| It’s always the way. You wait ages for one great tale about bus memorabilia…
Having heard mention of my serial purchases, a listener to Radio Devon’s lunchtime phone-in called the BBC to say he had an old Western National bus stop which was of “no further use” to him.
Naturally, as a man with a thriving need, I called him back and arranged to take a look.
He used to work as a docker in the 1960s, it turned out, loading ships at Millbay Docks in Plymouth with their cargo of scrap metal for export.
“One day a crate came in with this on top, and I thought it looked interesting.”
Thank goodness for people like him. As I said in the piece he’d heard, it’s a tragedy that we so rarely take an interest in the commonplace. The objects that make up our modern street scene are the furniture of our outdoor lives – we see them, read them, touch them - inadvertently we bond with them every day. Yet it takes keen eyes to spot these things changing, and a keen hand to make a rescue.

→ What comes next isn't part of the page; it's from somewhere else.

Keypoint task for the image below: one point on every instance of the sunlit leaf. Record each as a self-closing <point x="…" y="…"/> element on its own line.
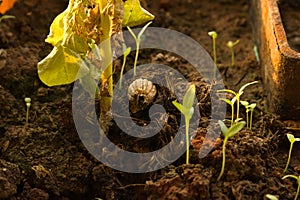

And so commonplace becomes rarity, and you find yourself in a stranger’s garage staring at a little survivor that so encapsulates its time. A survivor only because it looked interesting.
There’s something eerie about it all.
“That would have gone to Spain”, he said as I reached for my wallet.
And yet, here it is, some 40 years since it last saw a bus, still in Plymouth. And tomorrow, when the postman arrives, it’ll be united with one of its North Devon cousins.